I'd love to have some kind of post-processor that does even a third of that. Does anyone have any controls they know about that'll do something like this?

The cheaper the better, for this project, but we're not adverse to throwing a few bucks down.

(Some preemptive comments: naturally, rewriting the existing PDF generation code with a new tool is off the table at the moment. Also, while Distiller seems to have an API, calling that on a webserver doesn't seem like the most efficient course - and Distiller is a little pricey. Finally, we'd just as well not wrap the pdfs in a zip file or some such, since that may baffle the clients somewhat. No, really.)

Thanks!

回答1:

Use Ghostscript, which is also available for the 32bit and 64bit Windows platforms. It recognises all Adobe Distiller parameters[1] and honors most of them. On top of that, you can inject PostScript programs into the conversion process. I use it for a year now in a pre-print production environment on image-heavy PDFs. If the parameters are set correct, the file-size can go from 40MB down to 800kB with no visible loss of quality. I found it to be quite fast, in fact the documentation states that it may be faster than Adobe Distiller.

And it is free (as in beer as well as in speech).

[1] See distparm.pdf in the help folder of Distiller or look here.

How you use it

You call it from the command line with all your wanted parameters, input and output-files and you're done.

Quick example:

gs -dBATCH -dNOPAUSE -sDEVICE=pdfwrite\
   -dCompatibilityLevel=1.3 -dEncodeColorImages=true\
   -sOutputFile=output.pdf input.pdf

Some valuable resources:

  • Ghostscript PDF writer tips
  • Postscript-to-PDF converter documentation


回答2:

PDF's usually use JBIG/JBIG2/JPEG2000 compression. Cvision's PDFCompressor is the best for compressing PDF's.



回答3:

There are multiple flavors of PDF with different size functionality trade-offs. If you are converting text-based documents (word/excel/etc) versus image documents (TIFF/JPG/BMP/etc) then it would probably explain the smaller file sizes that distiller gives you. You need to make sure your utility is not just creating Image-only PDF files (which a typically much bigger) out of everything. Also the compression format is very important ESPECIALLY for color documents. Look for configuration options that allow you to tweak those settings. If you mention the specific PDF builder tool we might be able to give you more specific help on that.

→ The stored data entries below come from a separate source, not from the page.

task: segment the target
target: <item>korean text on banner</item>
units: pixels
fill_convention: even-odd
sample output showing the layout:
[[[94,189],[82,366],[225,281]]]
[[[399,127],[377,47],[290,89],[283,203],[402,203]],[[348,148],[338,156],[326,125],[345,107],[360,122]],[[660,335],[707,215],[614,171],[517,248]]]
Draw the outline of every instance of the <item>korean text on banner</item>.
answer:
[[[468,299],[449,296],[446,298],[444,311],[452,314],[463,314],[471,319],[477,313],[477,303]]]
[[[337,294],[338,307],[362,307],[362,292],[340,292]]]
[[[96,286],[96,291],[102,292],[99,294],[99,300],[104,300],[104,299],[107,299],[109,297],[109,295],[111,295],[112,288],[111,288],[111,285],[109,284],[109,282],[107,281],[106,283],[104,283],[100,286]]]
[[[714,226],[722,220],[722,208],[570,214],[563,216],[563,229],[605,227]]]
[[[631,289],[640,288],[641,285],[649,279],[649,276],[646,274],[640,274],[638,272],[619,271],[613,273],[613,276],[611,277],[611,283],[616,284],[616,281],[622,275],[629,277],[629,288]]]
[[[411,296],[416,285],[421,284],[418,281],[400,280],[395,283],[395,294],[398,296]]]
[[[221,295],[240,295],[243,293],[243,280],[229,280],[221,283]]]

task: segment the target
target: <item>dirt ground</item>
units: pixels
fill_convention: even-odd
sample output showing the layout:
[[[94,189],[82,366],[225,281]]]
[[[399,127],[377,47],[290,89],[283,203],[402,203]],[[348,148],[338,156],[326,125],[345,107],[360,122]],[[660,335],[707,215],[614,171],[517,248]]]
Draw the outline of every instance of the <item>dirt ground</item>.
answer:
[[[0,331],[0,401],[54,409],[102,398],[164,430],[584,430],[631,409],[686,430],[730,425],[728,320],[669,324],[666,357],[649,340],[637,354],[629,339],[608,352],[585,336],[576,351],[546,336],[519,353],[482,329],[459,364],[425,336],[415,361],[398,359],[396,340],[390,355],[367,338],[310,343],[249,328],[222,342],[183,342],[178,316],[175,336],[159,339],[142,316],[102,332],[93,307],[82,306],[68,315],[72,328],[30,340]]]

Here is a decent reference on the "flavors" of PDF files:



回答4:

Apago have lots of tools for 'tidying up' PDFs

http://www.apagoinc.com/



回答5:

File a bug with the maker of your pdf library? If it's open source, fix a couple of the low hanging fruit (there are probably many) and submit a patch?



回答6:

I don't have a specific answer to your question, so I hope that my response is not poor form.

I've used pdftk for a variety of PDF-related tasks. It's easy to use from the shell and I see that it does have a compression feature. You could try it out quickly to see if it's something that would work for post processing for your application.



回答7:

Aside from using another library, your best bet is to get your library working right. Some suggestions on your other post - I'm not sure of any 'post process' that you would want to run to compress down the file.

As an aside, does your webserver allow HTTP gzipped content? Transparent to the end user!

(That being said, short PDF files should be pretty impervious to most compression methods - images should be compressed during rendering (and JPEG >> ZIP in this case) - but if you have a lot of text, gzip can help)



回答8:

Don't include entire fonts in the PDF. Taking care of that one can save a few megabytes.



回答9:

If your pdf library is making sub-optimal PDFs then loading and saving the PDF in any other library ought to give you smaller files. PDFNet SDK Type 3 should be up to this task and at 360USD is cheaper than Adobe PDF library.



回答10:

If you're interested in lossless compression, try my tool Precomp and a file compressor of your choice. Depending on what contents are in your PDF file, Precomp usually enlarges your PDF file so it can be compressed much better afterwards.